One side panel shows 5 full color walk-around type photos of the model made up. These photos show that the tail had red and white horizontal bars on the rudder sides and the black letter number code of 21 above 11B on the forward part of the tail. Which begs the question…why aren’t these tail marks shown on the box art??? The tail on that illustration is BLANK! The other side panel has a small repeat of the box art. Next to this is the remark that the kit was made in Seoul Korea by Academy. To the right of this is mention of what is in the kit and what is not. Also that the kit is aimed at modelers of 10 years age and above. This statement is repeated in English, Spanish, French, German, Korean and Chinese – under the flags of the countries speaking those languages.

Inside the box are 3 medium gray parts trees and one clear parts tree all in individual sealed cello bags. The decal sheet and instructions complete the kit’s contents.

The instructions consist of a single sheet, folded in the center to create 4 pages in 8 ½” x 11 ½” format.

Page one begins with a black and white repeat of the box art, this is followed by a 3-view illustration of the only painting and marking scheme offered in the kit (naturally for The Swoose). More questions about the marks arrive here. This illustration calls out the top side as olive drab (like the box art illustration), but then says the bottom was BLACK???? It also shows the tail code reversed, with 11B over 21. This is just the opposite of how it is on the decal sheet!! It shows the leading edges of outer ends of the wings as having black anti-icing boots and the underside of the aircraft having large black lettering U.S. ARMY on the wings. Other small stencil marks are indicated.

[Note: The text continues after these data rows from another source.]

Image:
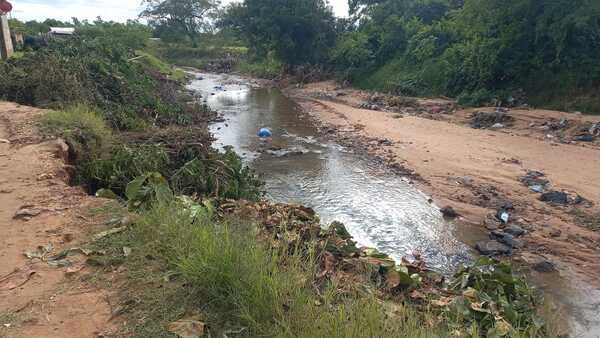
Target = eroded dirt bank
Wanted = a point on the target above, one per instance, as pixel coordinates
(478, 171)
(41, 215)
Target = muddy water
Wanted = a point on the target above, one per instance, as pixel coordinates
(380, 209)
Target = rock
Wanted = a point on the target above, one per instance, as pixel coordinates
(537, 188)
(555, 197)
(483, 119)
(545, 266)
(27, 212)
(514, 230)
(503, 215)
(490, 248)
(506, 238)
(555, 233)
(449, 212)
(585, 138)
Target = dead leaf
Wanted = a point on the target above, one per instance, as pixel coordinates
(190, 327)
(108, 232)
(442, 302)
(16, 279)
(73, 270)
(24, 212)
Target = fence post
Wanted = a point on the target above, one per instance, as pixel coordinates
(6, 48)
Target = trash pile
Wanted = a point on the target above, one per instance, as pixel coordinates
(486, 291)
(297, 227)
(496, 119)
(567, 131)
(537, 182)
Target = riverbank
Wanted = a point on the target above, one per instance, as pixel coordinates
(477, 171)
(41, 216)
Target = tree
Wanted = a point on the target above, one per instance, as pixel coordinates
(297, 31)
(187, 17)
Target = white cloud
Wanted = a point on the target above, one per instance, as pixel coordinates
(116, 10)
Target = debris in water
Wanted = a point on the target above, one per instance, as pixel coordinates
(188, 327)
(555, 197)
(265, 132)
(449, 212)
(503, 215)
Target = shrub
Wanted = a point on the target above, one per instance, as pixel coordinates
(83, 129)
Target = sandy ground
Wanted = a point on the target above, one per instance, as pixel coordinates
(477, 170)
(36, 299)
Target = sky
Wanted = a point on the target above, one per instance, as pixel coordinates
(115, 10)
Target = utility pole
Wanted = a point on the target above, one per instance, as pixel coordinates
(6, 47)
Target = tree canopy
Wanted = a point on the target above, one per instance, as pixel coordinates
(186, 18)
(297, 31)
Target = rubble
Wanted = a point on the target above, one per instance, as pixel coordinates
(492, 248)
(482, 119)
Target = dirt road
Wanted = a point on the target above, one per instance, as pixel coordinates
(39, 209)
(477, 170)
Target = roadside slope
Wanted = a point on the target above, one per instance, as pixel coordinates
(39, 209)
(477, 170)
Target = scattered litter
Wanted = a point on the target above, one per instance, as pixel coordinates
(189, 327)
(506, 238)
(108, 233)
(40, 252)
(449, 212)
(26, 212)
(514, 230)
(535, 180)
(503, 215)
(481, 119)
(545, 266)
(491, 248)
(585, 138)
(555, 197)
(265, 133)
(16, 279)
(74, 269)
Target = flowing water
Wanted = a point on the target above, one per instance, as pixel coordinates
(379, 208)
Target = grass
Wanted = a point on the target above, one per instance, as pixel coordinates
(267, 69)
(185, 264)
(84, 130)
(159, 65)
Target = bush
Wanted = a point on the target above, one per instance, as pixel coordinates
(240, 281)
(96, 67)
(83, 129)
(477, 98)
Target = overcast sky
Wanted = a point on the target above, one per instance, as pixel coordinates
(116, 10)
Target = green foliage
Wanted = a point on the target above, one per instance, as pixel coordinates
(497, 301)
(468, 47)
(95, 68)
(83, 130)
(240, 282)
(297, 31)
(175, 19)
(268, 68)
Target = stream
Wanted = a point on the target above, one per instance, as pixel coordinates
(379, 208)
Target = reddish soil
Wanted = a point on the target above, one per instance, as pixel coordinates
(37, 299)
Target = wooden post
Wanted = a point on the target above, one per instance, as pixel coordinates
(6, 48)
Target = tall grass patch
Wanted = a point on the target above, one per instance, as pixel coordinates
(241, 283)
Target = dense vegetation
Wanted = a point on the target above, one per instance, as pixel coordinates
(517, 51)
(134, 137)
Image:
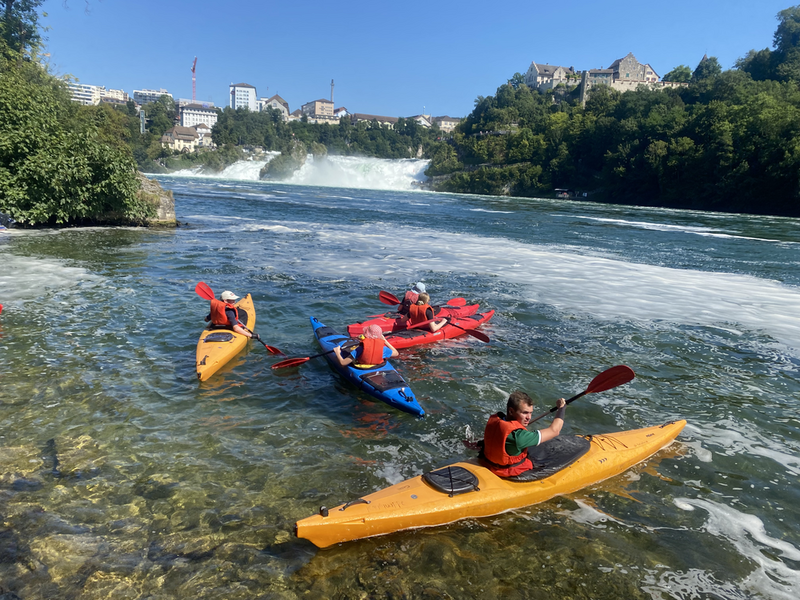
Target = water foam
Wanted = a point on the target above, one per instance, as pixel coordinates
(332, 171)
(27, 277)
(570, 279)
(746, 533)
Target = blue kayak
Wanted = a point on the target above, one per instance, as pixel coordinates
(380, 381)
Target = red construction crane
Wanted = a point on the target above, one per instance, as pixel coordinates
(194, 91)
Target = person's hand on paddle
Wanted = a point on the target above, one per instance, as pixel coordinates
(472, 445)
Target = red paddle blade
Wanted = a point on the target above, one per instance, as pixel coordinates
(610, 378)
(479, 335)
(202, 290)
(291, 362)
(388, 298)
(428, 322)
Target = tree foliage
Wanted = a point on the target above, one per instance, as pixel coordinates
(19, 24)
(60, 163)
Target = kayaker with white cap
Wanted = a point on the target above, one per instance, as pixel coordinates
(411, 297)
(224, 314)
(372, 350)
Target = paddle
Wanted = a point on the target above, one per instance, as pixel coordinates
(202, 290)
(293, 362)
(473, 332)
(608, 379)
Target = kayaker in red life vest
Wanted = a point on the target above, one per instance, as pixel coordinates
(411, 298)
(224, 314)
(423, 311)
(372, 350)
(504, 448)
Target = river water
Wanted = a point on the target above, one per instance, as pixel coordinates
(123, 477)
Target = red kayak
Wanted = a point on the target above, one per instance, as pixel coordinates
(389, 322)
(455, 328)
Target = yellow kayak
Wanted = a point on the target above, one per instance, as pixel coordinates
(467, 490)
(218, 346)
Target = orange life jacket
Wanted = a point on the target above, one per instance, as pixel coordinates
(418, 313)
(494, 455)
(218, 316)
(411, 297)
(371, 352)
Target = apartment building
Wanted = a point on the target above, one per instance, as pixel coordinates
(243, 95)
(319, 111)
(277, 103)
(86, 94)
(446, 124)
(196, 114)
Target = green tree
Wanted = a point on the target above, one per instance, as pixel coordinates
(59, 164)
(680, 74)
(707, 68)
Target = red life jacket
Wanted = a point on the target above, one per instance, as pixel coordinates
(494, 455)
(411, 297)
(218, 316)
(371, 352)
(417, 313)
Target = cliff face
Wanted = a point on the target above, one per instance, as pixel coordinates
(152, 192)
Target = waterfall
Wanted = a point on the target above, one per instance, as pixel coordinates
(332, 171)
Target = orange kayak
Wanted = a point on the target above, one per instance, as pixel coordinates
(217, 347)
(467, 490)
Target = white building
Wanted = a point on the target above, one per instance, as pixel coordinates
(546, 77)
(446, 124)
(146, 96)
(319, 111)
(86, 94)
(243, 95)
(275, 102)
(195, 114)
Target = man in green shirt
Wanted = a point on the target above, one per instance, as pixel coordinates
(506, 439)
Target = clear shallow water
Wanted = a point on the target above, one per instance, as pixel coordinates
(124, 478)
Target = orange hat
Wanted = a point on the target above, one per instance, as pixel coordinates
(374, 332)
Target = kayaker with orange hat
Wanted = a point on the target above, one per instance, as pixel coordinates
(224, 315)
(371, 351)
(410, 298)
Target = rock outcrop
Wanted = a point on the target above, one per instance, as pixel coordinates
(163, 200)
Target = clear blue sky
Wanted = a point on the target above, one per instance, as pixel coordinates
(387, 58)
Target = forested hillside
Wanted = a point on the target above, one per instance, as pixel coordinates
(728, 142)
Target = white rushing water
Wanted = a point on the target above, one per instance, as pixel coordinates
(568, 278)
(332, 171)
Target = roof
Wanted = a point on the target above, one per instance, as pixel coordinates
(365, 117)
(619, 60)
(549, 69)
(199, 107)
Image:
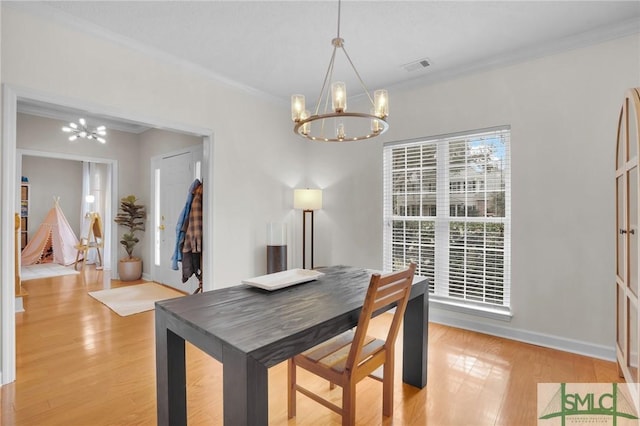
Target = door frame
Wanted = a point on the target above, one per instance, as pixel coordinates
(11, 94)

Pages two and three show a total of 8 assembly steps. The bomb bay doors can be posed either open or shut to show the nice detail that is provided for that compartment.

Page four begins with the parts tree illustrations. Below these is an actual black and white photo of a B-17 assembly line in Boeing’s factory. At the bottom of the page are some international assembly symbol explanations and Minicraft’s California address. The copyright for the kit is given as 1989.

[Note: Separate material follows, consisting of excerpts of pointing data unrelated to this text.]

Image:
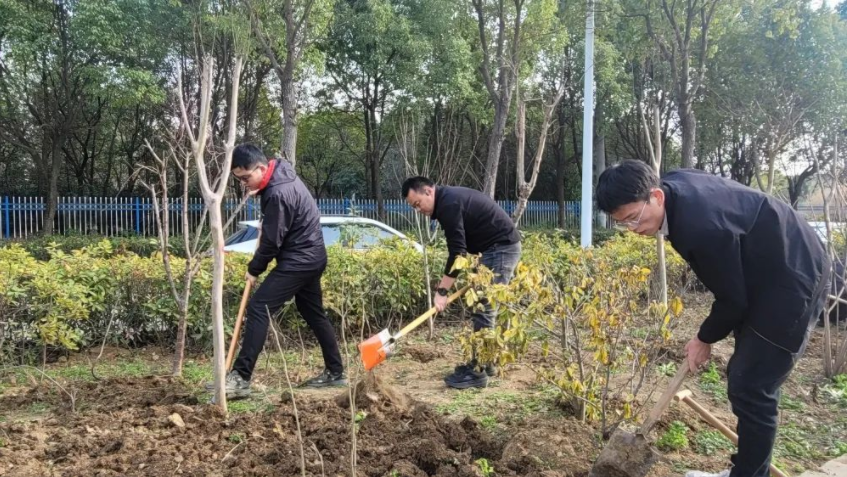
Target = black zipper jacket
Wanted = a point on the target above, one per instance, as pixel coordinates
(763, 262)
(291, 225)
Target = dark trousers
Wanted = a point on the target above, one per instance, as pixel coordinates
(756, 372)
(277, 289)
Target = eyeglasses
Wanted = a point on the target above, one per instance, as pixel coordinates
(632, 224)
(245, 177)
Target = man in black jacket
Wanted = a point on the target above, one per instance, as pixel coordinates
(765, 266)
(472, 223)
(291, 234)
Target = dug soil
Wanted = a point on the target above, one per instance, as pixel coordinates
(154, 427)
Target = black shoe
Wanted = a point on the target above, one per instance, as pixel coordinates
(460, 370)
(326, 379)
(469, 379)
(235, 386)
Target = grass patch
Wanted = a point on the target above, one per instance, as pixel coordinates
(711, 442)
(250, 405)
(675, 438)
(836, 391)
(788, 403)
(795, 442)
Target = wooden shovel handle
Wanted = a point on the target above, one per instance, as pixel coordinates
(665, 400)
(241, 309)
(237, 331)
(419, 320)
(719, 425)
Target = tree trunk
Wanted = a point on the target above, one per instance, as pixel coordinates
(53, 199)
(771, 152)
(495, 142)
(289, 115)
(599, 156)
(219, 358)
(689, 131)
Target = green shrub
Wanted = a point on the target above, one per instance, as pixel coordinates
(710, 442)
(675, 438)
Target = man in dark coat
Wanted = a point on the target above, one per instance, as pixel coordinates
(764, 264)
(472, 223)
(291, 234)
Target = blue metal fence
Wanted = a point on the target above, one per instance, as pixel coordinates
(21, 217)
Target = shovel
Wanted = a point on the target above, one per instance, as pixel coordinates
(686, 397)
(237, 330)
(630, 455)
(379, 347)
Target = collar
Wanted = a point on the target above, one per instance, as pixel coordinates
(664, 229)
(267, 177)
(439, 190)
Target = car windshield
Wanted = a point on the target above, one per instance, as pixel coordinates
(242, 235)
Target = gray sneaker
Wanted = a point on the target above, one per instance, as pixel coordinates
(235, 386)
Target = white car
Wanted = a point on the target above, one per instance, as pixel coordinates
(367, 233)
(820, 228)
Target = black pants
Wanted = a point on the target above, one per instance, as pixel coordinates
(756, 372)
(278, 288)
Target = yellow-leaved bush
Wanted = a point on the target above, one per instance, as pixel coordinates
(590, 316)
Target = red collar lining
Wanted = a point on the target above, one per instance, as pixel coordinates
(268, 174)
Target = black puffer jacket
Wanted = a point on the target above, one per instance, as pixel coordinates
(291, 225)
(763, 262)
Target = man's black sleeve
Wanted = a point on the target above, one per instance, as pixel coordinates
(722, 267)
(453, 224)
(275, 224)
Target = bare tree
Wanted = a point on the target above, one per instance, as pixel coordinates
(213, 190)
(679, 52)
(525, 187)
(297, 26)
(507, 58)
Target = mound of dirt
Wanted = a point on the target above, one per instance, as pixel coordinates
(372, 393)
(137, 429)
(422, 353)
(548, 445)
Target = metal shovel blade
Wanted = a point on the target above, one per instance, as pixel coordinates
(376, 349)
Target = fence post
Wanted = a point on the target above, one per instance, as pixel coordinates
(8, 233)
(137, 204)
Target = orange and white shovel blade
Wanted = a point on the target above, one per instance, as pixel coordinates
(375, 349)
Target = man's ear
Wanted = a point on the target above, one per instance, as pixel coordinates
(659, 194)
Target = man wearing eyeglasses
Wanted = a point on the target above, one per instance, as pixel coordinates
(472, 223)
(291, 234)
(765, 266)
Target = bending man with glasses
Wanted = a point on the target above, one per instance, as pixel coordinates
(472, 223)
(764, 264)
(291, 234)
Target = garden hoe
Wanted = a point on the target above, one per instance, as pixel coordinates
(379, 347)
(630, 455)
(686, 397)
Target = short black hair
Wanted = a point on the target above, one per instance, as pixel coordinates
(247, 156)
(624, 183)
(416, 184)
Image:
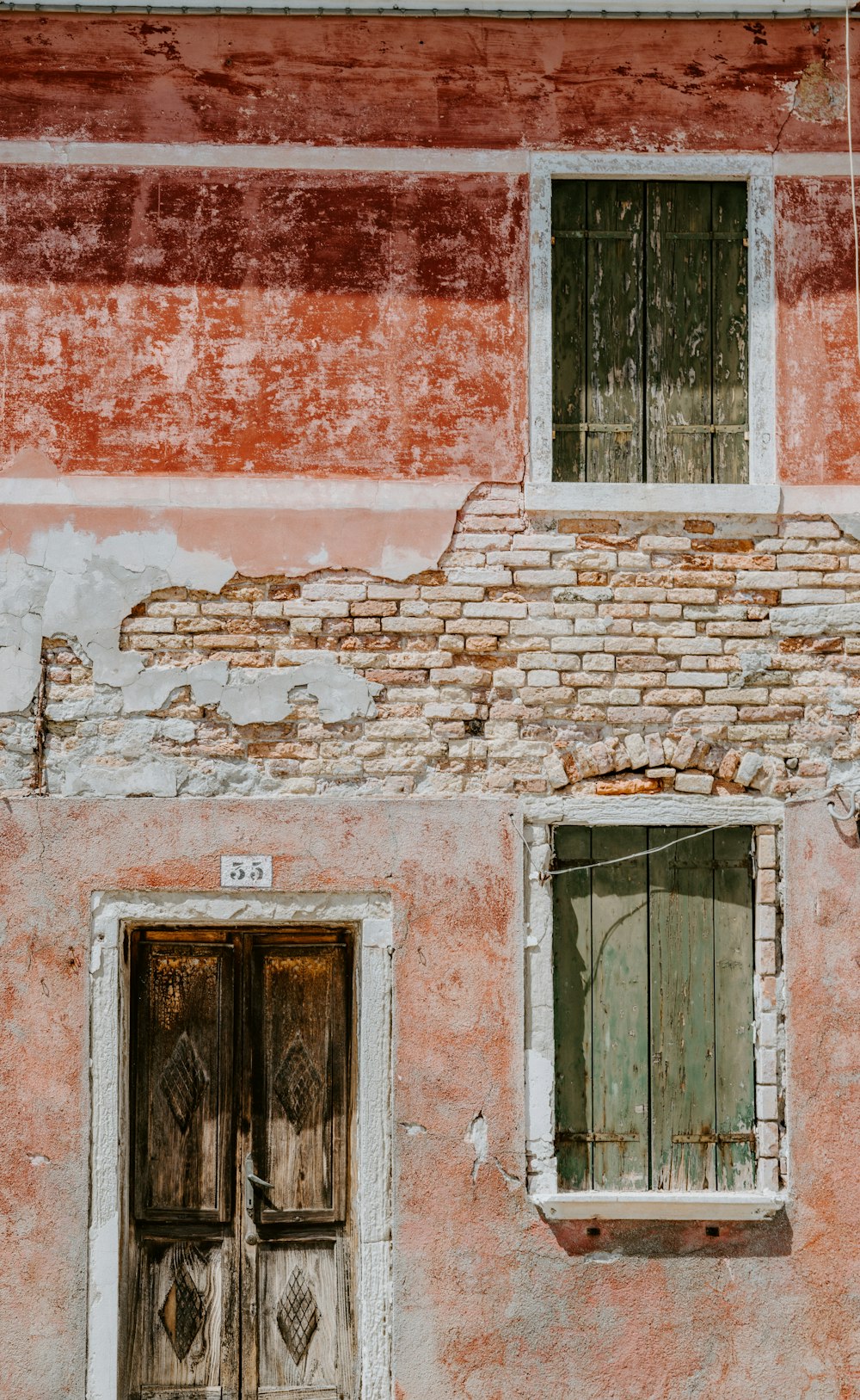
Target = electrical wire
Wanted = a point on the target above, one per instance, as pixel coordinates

The instructions do not contain any history of The Swoose.

Medium gray letter A parts tree holds: the fuselage halves, cockpit floor, control yokes, gear struts, bombardier’s compartment parts, Norden bomb sight, tail wheel, crew and pilot seats, bomb racks and compartment walls, machine guns, superchargers, dashboard, exhaust pipes, bomb bay doors, football antenna, belly gunner’s gondola etc. (41 parts) The rudder is molded solid and would take surgery to re-position.

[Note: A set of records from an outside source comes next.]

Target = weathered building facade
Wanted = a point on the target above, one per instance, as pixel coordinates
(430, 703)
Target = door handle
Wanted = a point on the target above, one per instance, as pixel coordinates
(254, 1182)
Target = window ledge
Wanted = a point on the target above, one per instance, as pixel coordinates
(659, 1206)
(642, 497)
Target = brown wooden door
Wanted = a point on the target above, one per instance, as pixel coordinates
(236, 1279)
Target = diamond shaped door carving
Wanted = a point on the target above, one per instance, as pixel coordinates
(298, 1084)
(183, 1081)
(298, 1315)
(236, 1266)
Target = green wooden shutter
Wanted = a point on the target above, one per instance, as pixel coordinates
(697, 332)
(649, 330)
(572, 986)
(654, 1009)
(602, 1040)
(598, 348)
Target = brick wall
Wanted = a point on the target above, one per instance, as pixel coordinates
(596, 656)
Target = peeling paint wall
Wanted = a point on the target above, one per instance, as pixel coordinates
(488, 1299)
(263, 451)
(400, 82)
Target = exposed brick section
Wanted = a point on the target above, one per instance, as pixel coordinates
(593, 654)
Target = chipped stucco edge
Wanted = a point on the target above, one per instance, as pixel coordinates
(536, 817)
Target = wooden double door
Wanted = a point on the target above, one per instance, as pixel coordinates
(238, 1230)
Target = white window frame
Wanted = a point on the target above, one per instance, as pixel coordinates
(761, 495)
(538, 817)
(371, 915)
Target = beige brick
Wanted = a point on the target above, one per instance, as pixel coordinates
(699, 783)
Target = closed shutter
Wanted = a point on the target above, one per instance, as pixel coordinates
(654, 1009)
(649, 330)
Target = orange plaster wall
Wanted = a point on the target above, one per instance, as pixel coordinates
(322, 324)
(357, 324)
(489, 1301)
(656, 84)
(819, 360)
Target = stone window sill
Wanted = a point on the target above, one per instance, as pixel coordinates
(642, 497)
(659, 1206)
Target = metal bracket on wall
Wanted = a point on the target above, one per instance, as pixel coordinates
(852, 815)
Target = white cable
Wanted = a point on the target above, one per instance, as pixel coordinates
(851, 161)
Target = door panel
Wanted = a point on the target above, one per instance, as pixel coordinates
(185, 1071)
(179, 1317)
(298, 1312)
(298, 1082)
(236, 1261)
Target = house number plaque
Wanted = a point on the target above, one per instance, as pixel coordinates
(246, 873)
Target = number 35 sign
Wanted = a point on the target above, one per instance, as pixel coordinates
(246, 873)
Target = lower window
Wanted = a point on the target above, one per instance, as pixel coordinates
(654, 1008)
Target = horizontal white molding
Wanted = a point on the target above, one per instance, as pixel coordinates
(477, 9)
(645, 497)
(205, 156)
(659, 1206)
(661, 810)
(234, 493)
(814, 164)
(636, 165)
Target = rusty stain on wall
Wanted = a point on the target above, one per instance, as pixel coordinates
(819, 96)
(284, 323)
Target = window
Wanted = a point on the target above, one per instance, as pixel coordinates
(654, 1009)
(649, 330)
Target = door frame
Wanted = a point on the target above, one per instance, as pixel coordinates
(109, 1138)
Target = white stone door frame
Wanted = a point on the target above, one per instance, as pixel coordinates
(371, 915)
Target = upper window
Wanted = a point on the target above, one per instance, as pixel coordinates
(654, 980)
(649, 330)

Medium gray letter B parts tree holds: engine fronts, horizontal tail surface halves, main gear wheels, cowlings, propellers and bombs (51 parts) The horizontal tail surfaces have the elevators molded solid and will take surgery to re-position.

Medium gray letter C parts tree holds the wing halves (4 parts) Ailerons are molded solid and will take surgery to re-position.

Panel lines are all of the engraved variety.

Clear letter D parts tree holds: the cockpit windows, nose window, commander’s dome, tear-drop shaped waist windows, square fuselage windows and wing light lenses (23 parts)

This is a very nicely detailed kit of a B-17D. Interior of the cockpit and bomb bay are nicely detailed.

The decal sheet carries the markings for The Swoose. It has the roundels with or without he red circle in the center. On two, out of four of the larger ones the red centers are separate. The smaller waist ones have no red centers. There is a black anti-glare panel on the decal sheet for in front of the windscreen. Stenciling that goes on the back of the crew seats is provided. There is some other very tiny lettering that is not shown on the instructions where it might go. Seat belts are shown on the decal. The dashboard is a decal as well as an instrument panel for the bombardier’s compartment. There are numerous black stripes on this sheet that also are not shown on the instructions. I think that these omissions, and the tail code not matching the decal placement drawings, added to saying that the Swoose had a black bottom does not help the modeler much. It leaves questions about how The Swoose should look accurately.

Other than these marking and painting problems, I recommend this kit.